The direct sum map on Grassmannians and jeu de taquin for increasing tableaux

TL;DR

This paper explores the geometric and combinatorial aspects of Grassmannian maps, connecting splitting coefficients with Schubert structure constants, and extends jeu de taquin theory to new contexts involving increasing tableaux.

Contribution

It introduces a geometric explanation for splitting coefficients, extends jeu de taquin to increasing tableaux, and provides combinatorial rules for computing various coefficients.

Findings

Established a geometric interpretation of splitting coefficients.

Extended jeu de taquin to increasing tableaux.

Provided rules for computing multiple types of coefficients.

Abstract

The direct sum map Gr(a,n) x Gr(b,m) -> Gr(a+b,m+n) on Grassmannians induces a K-theory pullback that defines the splitting coefficients. We geometrically explain an identity from [Buch '02] between the splitting coefficients and the Schubert structure constants for products of Schubert structure sheaves.
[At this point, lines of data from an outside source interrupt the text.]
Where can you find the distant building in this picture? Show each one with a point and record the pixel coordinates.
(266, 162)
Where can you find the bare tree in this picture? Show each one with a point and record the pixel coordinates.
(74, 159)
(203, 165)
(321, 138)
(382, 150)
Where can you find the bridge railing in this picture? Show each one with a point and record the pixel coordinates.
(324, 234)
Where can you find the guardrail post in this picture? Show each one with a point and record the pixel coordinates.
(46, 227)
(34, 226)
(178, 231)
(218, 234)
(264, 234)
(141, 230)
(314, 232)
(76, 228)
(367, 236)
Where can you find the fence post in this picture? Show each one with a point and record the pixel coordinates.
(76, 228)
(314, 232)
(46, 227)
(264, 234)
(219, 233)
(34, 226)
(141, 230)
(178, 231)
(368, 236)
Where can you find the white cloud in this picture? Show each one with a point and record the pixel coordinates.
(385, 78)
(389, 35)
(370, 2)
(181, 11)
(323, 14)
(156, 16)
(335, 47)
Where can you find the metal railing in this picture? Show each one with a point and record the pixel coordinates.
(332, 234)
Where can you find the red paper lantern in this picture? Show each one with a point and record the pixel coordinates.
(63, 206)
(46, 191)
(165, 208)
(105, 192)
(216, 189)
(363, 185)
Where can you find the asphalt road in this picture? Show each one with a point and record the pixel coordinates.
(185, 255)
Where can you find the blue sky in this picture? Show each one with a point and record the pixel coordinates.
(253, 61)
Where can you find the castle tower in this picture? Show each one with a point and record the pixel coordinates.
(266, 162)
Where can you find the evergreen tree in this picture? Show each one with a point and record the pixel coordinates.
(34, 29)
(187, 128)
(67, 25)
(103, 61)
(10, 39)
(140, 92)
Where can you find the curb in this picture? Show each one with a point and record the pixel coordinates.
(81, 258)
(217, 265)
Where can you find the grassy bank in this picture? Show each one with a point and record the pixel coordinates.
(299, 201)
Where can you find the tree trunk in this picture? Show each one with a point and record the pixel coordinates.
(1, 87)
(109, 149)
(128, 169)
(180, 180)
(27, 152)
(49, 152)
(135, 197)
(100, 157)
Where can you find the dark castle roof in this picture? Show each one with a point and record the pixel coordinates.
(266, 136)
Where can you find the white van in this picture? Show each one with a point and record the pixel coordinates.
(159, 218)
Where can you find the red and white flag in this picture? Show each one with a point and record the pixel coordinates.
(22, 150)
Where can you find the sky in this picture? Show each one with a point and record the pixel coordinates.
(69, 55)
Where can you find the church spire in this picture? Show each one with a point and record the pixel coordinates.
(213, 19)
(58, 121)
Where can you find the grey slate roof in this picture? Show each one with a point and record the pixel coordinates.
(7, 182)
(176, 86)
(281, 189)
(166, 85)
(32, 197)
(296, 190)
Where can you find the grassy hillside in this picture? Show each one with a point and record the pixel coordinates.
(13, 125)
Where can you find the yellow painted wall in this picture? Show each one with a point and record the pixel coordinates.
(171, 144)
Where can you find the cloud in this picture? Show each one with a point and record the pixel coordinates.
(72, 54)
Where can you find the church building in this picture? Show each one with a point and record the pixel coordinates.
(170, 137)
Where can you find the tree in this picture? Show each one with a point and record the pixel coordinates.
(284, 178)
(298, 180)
This is related to the topic of product and splitting coefficients for Schubert boundary ideal sheaves. Our main results extend jeu de taquin for increasing tableaux [Thomas-Yong '09] by proving transparent analogues of [Sch\"{u}tzenberger '77]'s fundamental theorems on well-definedness of rectification. We then establish that jeu de taquin gives rules for each of these four kinds of coefficients.